On June 5, 1962, in a relief stint in St. Louis against the Reds, Sadecki faced five batters, allowed five runs, committed two errors and was booed off the field. After the game, he was fined $250 by manager Johnny Keane, who called Sadecki’s performance “the worst display of effort I’ve ever seen on a big-league diamond.”
Sadecki continued to struggle, and on July 31, 1962, with a 6-8 record and 5.54 ERA, he was demoted to Atlanta.
The wake-up call worked.

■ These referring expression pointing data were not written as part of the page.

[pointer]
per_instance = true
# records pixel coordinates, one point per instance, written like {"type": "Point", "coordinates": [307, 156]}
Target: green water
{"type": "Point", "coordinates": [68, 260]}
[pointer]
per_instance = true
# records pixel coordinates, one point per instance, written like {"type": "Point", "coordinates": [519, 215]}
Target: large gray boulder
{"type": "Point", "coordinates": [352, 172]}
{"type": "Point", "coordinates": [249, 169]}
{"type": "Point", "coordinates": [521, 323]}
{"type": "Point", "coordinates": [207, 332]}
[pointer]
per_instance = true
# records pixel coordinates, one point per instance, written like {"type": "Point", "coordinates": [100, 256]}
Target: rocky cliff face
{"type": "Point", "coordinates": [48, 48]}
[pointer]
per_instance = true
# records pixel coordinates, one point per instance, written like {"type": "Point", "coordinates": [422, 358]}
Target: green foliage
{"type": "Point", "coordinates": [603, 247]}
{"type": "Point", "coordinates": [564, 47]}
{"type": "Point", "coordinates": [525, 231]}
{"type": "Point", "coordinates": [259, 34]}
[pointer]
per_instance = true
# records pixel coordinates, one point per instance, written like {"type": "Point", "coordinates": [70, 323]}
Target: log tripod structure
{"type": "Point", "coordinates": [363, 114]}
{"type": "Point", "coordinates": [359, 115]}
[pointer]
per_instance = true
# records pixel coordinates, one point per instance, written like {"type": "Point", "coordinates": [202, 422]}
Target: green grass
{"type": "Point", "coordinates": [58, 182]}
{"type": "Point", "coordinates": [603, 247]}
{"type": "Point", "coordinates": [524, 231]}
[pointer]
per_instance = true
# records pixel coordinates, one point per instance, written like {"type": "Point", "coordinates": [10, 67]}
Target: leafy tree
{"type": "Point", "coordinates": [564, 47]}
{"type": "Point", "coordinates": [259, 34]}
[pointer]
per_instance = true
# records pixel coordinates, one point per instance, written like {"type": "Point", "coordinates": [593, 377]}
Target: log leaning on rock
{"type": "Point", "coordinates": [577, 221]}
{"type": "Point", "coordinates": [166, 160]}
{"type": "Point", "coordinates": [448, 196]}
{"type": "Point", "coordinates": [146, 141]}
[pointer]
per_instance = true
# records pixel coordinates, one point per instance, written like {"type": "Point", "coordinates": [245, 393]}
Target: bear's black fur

Sadecki was 7-1 with a 2.55 ERA in nine appearances during the regular season for Atlanta.
Needing an ace to start the deciding Game 7 against Jacksonville, Schultz chose Sadecki.
Sadecki was protecting a 3-0 lead with two outs in the eighth when he “was hit on the face by a liner off the bat of Jacksonville’s Tony Martinez,” The Sporting News reported.
“Fortunately, the ball struck Sadecki a glancing blow on the wrist first, slowing it considerably,” according to The Sporting News.
After Jacksonville filled the bases on two singles and a walk in the ninth, Sadecki was relieved by Ed Bauta, who retired the side, clinching a 3-1 Crackers win and moving them into the Junior World Series against the American Association champions, the Louisville Colonels.
With Sadecki accounting for two of the Crackers’ four wins, Atlanta clinched the seven-game Junior World Series.
With a 5-1 postseason mark, Sadecki finished with a 12-2 record in his two months with Atlanta.
Two years later, he was a 20-game winner, helping the Cardinals earn the 1964 National League pennant and World Series title.
Schultz was rewarded for Atlanta’s successful 1962 finish by being named to the coaching staff of the Cardinals.
“I’ve managed about 20 clubs in 13 years, counting winter leagues, and I’ve never had a team make such a terrific comeback,” Schultz said.
This is trivia, but . . . . I grew up with the Cardinals, certified as an avid fan in 1960. In 1967 I went away to college at Georgia Tech in Atlanta. Had heard about the Crackers, and I ventured over to see their field.
Ooops. The field was gone and replaced by the first K-Mart I ever saw, across the street from the neatest old Sears building that ever was. I made a lot of trips to that Sears and K-Mart, and always asked about the old Crackers team and stadium from the locals. They had a real fondness for the Crackers years in that neighborhood.
Also, during my years in Atlanta, I could always get the KMOX broadcast of the Cardinals on my car radio is I parked on top of the hill at Georgia Tech.
Ron:
I enjoyed reading those anecdotes. Thank you for sharing. I didn’t know what had become of the Crackers’ field. Glad to learn folks in the neighborhood maintained a fondness for the club. As a teen in Ohio trying to find the KMOX signal at night, I can relate to your experience atop the hill at Georgia Tech.
Mark
I heard a story of a 3rd baseman for the Crackers that committed so many errors, the coach pulled him. His replacement then began committing errors. Coach asked him what was his problem and he replied to the effect that ___ (original 3rd baseman) had “messed up” 3rd base so bad nobody could clean it up! Anyone know the details to this anecdote?